Compliance or Engagement?

To achieve the highest levels of success within an industry today, organizations should be focused on creating training programs that develop better leaders, not better managers.

Management vs. Leadership

Often times the terms leadership and management are used interchangeably yet these two words could not be more opposite in the outcomes they produce within an organization.

Merriam Webster’s Dictionary defines the verb lead asto guide on a way especially by going in advance,” while it defines manage as, “to make and keep compliant.”

Unlike managing, which requires a title to influence compliance, leading simply requires that an individual demonstrate a set of behaviors that inspires others to want to follow. In contrast managing can gain compliance whether or not the individual wants to do what is requested.

For an organization to meet its full potential in today’s environment, focusing on developing leadership behaviors, not management behaviors, may hold the key to that realization.

Effective Leadership Preparation

There is substantial research that demonstrates the positive impact leadership behaviors have on an organization’s culture and bottom line. Research from one consulting group suggested this:

When facing changes in the business environment, 86% of companies with strategic leadership development programmes are able to respond rapidly compared with just 52% of companies with less mature leadership programmes.”

Highly developed leaders often show behaviors that engage and motivate those around them to want to say “yes” to what is being asked of them. This request might involve physical action or to support a vision or a direction that the leader would like their employees to embrace.

Leadership Lesson Learned

Management vs. LeadershipI once worked with an executive who unknowingly illustrated the difference between leading and managing with his own staff.

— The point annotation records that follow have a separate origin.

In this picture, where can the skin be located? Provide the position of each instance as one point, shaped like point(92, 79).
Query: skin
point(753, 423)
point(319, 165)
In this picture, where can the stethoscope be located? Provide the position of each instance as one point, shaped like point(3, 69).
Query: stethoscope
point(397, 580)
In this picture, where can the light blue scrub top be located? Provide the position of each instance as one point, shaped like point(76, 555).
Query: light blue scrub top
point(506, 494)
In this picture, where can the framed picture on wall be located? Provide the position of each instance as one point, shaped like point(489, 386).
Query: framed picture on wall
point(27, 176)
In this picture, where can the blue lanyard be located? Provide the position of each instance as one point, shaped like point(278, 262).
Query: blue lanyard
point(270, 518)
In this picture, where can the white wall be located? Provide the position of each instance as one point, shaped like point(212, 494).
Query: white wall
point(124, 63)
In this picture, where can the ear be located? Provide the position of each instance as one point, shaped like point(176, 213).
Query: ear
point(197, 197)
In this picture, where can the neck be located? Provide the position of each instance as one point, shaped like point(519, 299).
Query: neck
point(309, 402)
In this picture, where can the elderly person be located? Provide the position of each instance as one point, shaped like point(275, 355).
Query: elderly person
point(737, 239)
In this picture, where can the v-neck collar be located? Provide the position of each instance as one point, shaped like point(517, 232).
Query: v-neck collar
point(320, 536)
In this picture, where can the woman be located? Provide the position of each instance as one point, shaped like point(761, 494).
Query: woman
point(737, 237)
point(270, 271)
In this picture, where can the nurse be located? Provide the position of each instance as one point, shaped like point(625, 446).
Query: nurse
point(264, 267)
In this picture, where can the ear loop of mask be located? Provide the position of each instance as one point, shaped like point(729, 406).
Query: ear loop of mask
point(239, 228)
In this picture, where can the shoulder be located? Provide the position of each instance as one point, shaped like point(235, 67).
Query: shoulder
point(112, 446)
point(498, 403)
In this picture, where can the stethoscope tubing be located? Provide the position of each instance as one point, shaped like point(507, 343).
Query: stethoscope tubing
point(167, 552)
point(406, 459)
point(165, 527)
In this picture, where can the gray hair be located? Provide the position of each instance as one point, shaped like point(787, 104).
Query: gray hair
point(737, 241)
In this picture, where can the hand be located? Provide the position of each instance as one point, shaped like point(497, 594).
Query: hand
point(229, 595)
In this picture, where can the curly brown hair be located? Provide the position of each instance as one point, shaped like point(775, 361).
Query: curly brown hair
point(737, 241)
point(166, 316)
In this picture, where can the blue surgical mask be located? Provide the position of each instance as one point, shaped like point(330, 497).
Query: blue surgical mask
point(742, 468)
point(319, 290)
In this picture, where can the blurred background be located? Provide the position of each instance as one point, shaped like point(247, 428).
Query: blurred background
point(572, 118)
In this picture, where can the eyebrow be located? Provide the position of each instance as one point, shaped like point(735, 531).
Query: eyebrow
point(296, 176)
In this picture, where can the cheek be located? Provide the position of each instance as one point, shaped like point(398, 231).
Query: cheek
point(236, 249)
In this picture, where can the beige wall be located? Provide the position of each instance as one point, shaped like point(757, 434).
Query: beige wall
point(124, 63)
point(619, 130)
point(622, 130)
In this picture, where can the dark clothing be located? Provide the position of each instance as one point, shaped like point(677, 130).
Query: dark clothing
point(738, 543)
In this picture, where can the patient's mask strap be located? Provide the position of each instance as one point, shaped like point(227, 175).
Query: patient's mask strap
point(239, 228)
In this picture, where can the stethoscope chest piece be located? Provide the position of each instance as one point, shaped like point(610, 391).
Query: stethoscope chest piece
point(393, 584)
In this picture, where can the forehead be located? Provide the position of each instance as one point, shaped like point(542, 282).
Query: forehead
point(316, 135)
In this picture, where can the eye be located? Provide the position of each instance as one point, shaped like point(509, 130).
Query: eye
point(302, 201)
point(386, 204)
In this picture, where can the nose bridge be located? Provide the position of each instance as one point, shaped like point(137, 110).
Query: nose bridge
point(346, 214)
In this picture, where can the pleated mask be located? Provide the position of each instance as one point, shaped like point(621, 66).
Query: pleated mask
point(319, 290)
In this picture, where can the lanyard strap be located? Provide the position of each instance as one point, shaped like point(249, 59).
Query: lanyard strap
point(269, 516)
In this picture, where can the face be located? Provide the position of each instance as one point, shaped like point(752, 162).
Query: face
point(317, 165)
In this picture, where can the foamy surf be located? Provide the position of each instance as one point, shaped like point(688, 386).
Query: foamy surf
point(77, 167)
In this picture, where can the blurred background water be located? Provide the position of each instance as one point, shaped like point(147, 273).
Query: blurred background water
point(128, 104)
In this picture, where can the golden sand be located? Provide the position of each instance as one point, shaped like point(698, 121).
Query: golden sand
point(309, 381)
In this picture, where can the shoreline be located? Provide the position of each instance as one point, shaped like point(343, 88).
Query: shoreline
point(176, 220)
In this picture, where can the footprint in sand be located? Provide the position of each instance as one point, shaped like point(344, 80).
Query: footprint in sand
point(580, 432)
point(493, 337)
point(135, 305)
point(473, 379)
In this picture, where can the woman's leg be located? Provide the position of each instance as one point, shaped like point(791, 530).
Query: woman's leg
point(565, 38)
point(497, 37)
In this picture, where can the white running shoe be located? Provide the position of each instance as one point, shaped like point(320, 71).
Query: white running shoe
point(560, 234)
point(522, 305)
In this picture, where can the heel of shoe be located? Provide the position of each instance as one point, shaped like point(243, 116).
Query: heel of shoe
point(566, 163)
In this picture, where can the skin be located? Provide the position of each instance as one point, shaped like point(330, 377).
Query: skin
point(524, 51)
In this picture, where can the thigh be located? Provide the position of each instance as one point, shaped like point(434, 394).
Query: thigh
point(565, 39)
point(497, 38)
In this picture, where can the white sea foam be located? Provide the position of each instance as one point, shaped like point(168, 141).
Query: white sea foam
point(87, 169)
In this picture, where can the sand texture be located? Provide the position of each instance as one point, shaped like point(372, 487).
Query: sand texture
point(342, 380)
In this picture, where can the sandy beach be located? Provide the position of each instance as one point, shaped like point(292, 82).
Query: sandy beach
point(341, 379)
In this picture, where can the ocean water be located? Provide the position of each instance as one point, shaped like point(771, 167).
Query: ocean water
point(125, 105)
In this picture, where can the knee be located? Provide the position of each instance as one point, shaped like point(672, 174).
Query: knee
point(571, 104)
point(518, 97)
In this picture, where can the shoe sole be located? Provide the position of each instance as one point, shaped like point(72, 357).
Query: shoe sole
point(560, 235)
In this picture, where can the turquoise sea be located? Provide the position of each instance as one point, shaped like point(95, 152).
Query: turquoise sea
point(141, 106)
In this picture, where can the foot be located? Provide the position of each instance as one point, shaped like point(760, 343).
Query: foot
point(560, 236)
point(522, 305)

He was a hard-driving individual, who was often critical of the work of those that reported to him regardless of the high quality.

As well, he was not effective at setting clear and consistent guidelines for his team, rarely recognized his people for their effort, and was often incongruent between his own behaviors and what he expected of his staff.

His rationale for his behavior was that if he provided praise or too much direction, it would make his people “weak.” When questioned on developing behaviors that might engage his people, he responded by saying he got the results he needed with his current behavior so why change.

Getting Even Better Results

I could not disagree that he got results with his current behavior because his team performed well. What I did know from my many sessions with his direct reports was that he was not getting the best results he could from his group because of his behaviors.

While they complied with every request he made, they did not feel engaged or motivated to advocate for change in areas they felt the company would benefit.

By definition, this executive was very skilled at “managing” his people, which was evident in their high level of compliance. Although the executive’s employees delivered results, a lack of leadership behaviors stifled the team from delivering the best results.

Focusing On What Matters

Over the next two years, several of his employees left the organization causing a huge talent vacuum as well as a morale issue. Rather than focusing on behaviors that created compliance, this executive should have focused on behaviors in which his employees felt engaged, empowered and motivated to give more.

Had this executive demonstrated behaviors that exhibited more respect for his employees’ ideas, encouraged them to take risks, as well as praised them for their contributions, he would have experienced a far greater return on his investment than gaining compliance provided.

Compliance or Engagement, Not Both

In today’s hyper-competitive business climate, the behaviors of those in positions of authority will often create either compliance or engagement, but not both.

Rather than focusing on developing management behaviors, which gain compliance, organizations would be best suited to focus on the development of leadership behaviors that create an engaged, empowered and motivated work environment.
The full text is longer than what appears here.